A high-severity vulnerability has been identified in the ENOVIA Collaborative Industry Innovator platform, allowing for a stored cross-site scripting (XSS) attack. An attacker can inject malicious code into the Issue Management system, which will execute in the browser of any user who views the compromised issue. This could lead to account takeover, data theft, and the compromise of sensitive corporate information.

This is a stored Cross-site Scripting (XSS) vulnerability within the Issue Management feature of ENOVIA Collaborative Industry Innovator. The application fails to properly sanitize user-supplied input when creating or editing an issue. An authenticated attacker can inject malicious client-side script (e.g., JavaScript) into a data field, which is then stored on the server. When another user views the malicious issue, the script is served and executed by their web browser in the context of their session, granting the attacker the same permissions as the victim user.

This vulnerability is rated as High severity with a CVSS score of 8.7. Successful exploitation poses a significant risk to the organization's data confidentiality, integrity, and user security. Potential consequences include session hijacking to impersonate legitimate users, theft of sensitive data accessible to the victim, credential harvesting through spoofed login forms, and redirection to malicious websites for malware delivery. If an administrative account is compromised, the attacker could gain broader control over the platform, escalating the potential for damage.

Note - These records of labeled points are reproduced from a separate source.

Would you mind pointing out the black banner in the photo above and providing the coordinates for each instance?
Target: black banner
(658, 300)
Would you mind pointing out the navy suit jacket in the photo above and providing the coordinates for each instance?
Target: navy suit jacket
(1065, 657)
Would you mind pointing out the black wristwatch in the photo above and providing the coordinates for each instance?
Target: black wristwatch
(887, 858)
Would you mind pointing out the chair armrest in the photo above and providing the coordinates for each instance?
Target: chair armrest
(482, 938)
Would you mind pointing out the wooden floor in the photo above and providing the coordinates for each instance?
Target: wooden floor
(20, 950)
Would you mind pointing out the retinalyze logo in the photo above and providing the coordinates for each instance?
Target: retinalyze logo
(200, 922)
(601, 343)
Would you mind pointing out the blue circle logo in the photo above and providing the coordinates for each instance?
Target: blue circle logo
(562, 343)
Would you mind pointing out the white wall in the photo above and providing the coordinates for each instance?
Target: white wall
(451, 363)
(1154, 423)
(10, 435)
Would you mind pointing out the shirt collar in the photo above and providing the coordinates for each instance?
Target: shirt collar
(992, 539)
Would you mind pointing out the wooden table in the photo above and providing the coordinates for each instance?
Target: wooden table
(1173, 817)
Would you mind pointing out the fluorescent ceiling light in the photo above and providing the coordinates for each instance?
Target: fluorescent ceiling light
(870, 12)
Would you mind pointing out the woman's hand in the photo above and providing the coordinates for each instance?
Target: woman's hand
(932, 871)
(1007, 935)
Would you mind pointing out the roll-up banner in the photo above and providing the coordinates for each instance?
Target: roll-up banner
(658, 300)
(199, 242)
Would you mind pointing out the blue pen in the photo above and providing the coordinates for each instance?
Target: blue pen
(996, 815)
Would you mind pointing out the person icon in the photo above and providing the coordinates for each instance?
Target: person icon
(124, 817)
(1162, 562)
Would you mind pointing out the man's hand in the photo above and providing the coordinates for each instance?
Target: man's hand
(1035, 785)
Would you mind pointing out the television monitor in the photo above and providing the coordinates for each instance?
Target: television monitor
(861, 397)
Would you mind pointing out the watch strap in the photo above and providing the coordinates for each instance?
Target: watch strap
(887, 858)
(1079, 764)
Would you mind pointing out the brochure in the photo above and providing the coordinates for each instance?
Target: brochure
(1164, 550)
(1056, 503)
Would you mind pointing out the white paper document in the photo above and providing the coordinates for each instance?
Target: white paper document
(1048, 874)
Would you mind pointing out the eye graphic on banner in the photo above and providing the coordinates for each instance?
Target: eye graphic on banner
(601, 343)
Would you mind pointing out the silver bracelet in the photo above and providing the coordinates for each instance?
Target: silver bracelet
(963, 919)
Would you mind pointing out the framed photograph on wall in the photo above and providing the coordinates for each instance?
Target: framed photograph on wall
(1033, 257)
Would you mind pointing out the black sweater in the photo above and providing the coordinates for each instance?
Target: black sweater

Immediate Action: Apply the security updates provided by the vendor across all affected systems immediately. Prioritize patching for internet-facing instances or those accessible to a large number of users. After patching, monitor for any signs of post-remediation exploitation attempts and review access logs for suspicious activity preceding the patch deployment.

Proactive Monitoring: Security teams should actively monitor application and web server logs for evidence of XSS payloads, such as the presence of <script>, <iframe>, onerror, or other HTML event handler tags within the Issue Management data fields. Monitor network traffic for unusual outbound connections from client machines to unknown domains, which could indicate data exfiltration.

Compensating Controls: If immediate patching is not feasible, implement a Web Application Firewall (WAF) with rulesets designed to detect and block common XSS attack patterns. Additionally, consider implementing a strict Content Security Policy (CSP) to restrict the sources from which scripts can be executed, thereby limiting the impact of a potential injection.

Public Exploit Available: false

Given the high CVSS score of 8.7 and the risk of account compromise and data theft, it is strongly recommended that the organization treats this vulnerability as a critical priority. The remediation plan should be executed immediately. Although there is no known active exploitation, the nature of stored XSS means any compromised data will persist until discovered and remediated. Organizations should apply the vendor patch without delay and implement the recommended monitoring controls to detect any potential compromise.